Le scientifique spécialiste du changement climatique n'est toutefois pas convaincu, compte tenu de sa formation en matière d'analyse des risques et de préparation aux catastrophes.
"Il n'y a pas d'accidents qui se produisent. Il s'agit simplement de l'accumulation d'un très grand nombre de petites erreurs", affirme-t-il.
"Je dirais même qu'il s'agit d'un défi systémique, car même si nous ignorons la science pour prendre nos décisions, nous aurions dû prendre des mesures la première fois que le barrage a cédé, du moins les gens auraient dû ou les dirigeants auraient dû décider de vidanger le barrage".
La tragédie de Mai Mahiu rappelle étrangement la rupture d'un autre barrage horrible il y a six ans, également dans le comté de Nakuru, non loin de Mai Mahiu.
Les eaux en furie du barrage de Solai ont emporté tout un village dans leur descente, tuant près de 50 personnes juste après minuit.
Mwaniki s'inquiète du fait que les autorités et les citoyens ordinaires n'ont pas encore pris conscience de la forte alarme que la nature est en train de sonner.
La dégradation de l'environnement se poursuit sans relâche dans le monde entier. Dans la région de Mai Mahiu, la déforestation massive a provoqué l'envasement des sols dans les rivières en raison des fortes pluies.
"C'est purement une question de changement climatique. Normalement, nous recevons environ 300 millimètres (de pluie) pendant les saisons des pluies d'avril et de mai. Jusqu'à présent, je pense que nous avons reçu plus de 450 millimètres. Il s'agit donc d'une augmentation de 50 %".

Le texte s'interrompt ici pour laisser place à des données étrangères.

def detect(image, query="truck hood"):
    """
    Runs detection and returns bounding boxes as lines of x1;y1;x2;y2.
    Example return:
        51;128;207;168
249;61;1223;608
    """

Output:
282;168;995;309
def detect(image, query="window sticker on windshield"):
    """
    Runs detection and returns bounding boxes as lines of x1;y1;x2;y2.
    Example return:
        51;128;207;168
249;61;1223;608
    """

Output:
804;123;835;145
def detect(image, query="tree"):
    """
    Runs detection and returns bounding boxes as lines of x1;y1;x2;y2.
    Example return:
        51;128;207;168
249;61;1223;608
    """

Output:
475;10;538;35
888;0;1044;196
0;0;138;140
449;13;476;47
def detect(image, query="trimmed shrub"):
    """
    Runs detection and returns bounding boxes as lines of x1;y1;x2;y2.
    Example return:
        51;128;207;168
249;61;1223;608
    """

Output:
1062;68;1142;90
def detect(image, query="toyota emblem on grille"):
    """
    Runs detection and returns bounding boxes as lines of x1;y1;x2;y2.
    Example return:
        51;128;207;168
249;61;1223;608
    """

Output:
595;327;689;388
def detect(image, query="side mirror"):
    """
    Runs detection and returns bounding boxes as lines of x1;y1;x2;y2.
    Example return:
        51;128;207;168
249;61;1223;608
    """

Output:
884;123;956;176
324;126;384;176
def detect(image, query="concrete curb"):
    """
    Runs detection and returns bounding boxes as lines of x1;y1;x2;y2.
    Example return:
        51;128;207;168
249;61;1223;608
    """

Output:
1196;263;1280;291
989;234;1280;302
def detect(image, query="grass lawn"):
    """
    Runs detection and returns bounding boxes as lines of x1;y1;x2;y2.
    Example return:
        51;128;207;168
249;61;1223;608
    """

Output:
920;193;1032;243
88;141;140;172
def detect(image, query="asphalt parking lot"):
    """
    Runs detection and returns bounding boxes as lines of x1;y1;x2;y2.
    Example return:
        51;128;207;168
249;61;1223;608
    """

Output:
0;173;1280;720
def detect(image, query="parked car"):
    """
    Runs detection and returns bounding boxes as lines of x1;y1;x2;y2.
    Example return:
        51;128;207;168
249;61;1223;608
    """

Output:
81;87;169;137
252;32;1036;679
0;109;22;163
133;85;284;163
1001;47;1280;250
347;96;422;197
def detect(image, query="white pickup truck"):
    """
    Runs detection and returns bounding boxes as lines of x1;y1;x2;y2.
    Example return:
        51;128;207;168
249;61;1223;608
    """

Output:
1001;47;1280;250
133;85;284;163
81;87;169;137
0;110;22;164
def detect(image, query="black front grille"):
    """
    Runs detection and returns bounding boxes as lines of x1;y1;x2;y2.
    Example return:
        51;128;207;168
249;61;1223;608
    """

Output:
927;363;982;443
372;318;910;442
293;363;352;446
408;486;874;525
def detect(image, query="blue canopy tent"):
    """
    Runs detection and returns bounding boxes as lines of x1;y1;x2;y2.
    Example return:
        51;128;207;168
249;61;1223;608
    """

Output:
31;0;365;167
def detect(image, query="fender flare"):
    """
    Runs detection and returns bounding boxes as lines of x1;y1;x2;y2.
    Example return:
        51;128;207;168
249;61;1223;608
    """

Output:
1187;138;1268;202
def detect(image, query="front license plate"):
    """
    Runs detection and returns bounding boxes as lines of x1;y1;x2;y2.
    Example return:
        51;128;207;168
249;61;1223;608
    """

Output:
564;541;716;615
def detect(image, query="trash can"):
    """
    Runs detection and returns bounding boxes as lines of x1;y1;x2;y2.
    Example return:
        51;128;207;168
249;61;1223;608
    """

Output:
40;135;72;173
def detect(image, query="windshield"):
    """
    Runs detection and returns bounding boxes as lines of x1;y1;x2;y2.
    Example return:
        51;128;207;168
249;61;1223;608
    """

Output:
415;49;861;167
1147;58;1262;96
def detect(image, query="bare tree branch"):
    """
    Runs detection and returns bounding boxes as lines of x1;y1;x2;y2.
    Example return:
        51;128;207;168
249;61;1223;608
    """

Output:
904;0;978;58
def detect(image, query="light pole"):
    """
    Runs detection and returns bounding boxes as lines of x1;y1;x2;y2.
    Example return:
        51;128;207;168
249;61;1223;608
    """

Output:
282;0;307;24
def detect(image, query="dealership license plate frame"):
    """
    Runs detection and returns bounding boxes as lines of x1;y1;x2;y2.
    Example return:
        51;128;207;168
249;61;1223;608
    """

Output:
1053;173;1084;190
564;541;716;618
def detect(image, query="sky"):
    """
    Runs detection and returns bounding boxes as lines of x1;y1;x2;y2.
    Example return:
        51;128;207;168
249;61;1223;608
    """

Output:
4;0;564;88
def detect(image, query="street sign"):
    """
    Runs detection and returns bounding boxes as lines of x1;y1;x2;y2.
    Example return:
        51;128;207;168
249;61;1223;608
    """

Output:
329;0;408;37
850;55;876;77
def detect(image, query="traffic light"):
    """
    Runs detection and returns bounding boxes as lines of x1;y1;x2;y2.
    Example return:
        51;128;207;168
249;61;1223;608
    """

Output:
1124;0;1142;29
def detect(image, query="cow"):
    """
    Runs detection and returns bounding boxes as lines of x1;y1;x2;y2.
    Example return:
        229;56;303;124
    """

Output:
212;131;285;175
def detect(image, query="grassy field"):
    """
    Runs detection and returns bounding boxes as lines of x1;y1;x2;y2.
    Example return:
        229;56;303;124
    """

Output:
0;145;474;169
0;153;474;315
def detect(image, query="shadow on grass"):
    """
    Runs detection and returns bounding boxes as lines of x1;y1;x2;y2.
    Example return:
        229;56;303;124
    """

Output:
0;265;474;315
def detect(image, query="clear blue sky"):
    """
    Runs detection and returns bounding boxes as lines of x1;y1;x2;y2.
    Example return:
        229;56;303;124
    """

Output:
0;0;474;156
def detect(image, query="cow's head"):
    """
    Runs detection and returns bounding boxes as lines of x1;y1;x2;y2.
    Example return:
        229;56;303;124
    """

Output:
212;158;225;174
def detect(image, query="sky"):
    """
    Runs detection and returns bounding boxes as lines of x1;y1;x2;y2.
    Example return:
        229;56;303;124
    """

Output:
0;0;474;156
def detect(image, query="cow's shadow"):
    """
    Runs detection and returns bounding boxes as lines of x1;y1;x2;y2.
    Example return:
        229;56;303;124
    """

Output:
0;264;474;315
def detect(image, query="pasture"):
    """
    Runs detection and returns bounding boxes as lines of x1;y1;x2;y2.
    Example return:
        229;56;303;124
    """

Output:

Il y a quelques mois, le Kenya et toute la région de la corne de l'Afrique sont sortis d'une sécheresse dévastatrice qui a duré trois ans.
"Les autres rapports que je vois ou que je suggère sont que l'année prochaine, nous pourrions revenir au cycle de la sécheresse", déclare Mwaniki, soulignant la nécessité d'atténuer l'enchaînement vicieux de sécheresses et d'inondations qui détruit des vies et des moyens de subsistance.
Alors qu'il accueillait le sommet des chefs d'État africains cette semaine à Nairobi, où 10 000 personnes ont été déplacées par les inondations, le président kényan William Ruto a souligné que les urgences climatiques nécessitaient une action immédiate et collective.
"Aujourd'hui, alors que nous sommes réunis ici, le Kenya et l'ensemble de l'Afrique de l'Est sont confrontés à de graves inondations qui ont dévasté des communautés, détruit des infrastructures et perturbé nos économies. Parallèlement, l'Afrique australe est confrontée à une sécheresse croissante qui touche des pays comme le Malawi, la Zambie et le Zimbabwe. L'année dernière encore, les rôles étaient inversés, ce qui met en évidence notre vulnérabilité commune aux phénomènes météorologiques extrêmes", a déclaré M. Ruto.
Selon les scientifiques, ce n'est que le début des douleurs de l'accouchement si aucune mesure n'est prise pour lutter contre le changement climatique.
"Dans les années à venir, je ne serais pas surpris qu'un jour nous ayons une année où nous recevons 600 à 800 mm de pluie en avril-mai. Si nous ne commençons pas à réfléchir dès maintenant à la manière de relever ces défis, la situation ne fera qu'empirer", s'inquiète Mwaniki.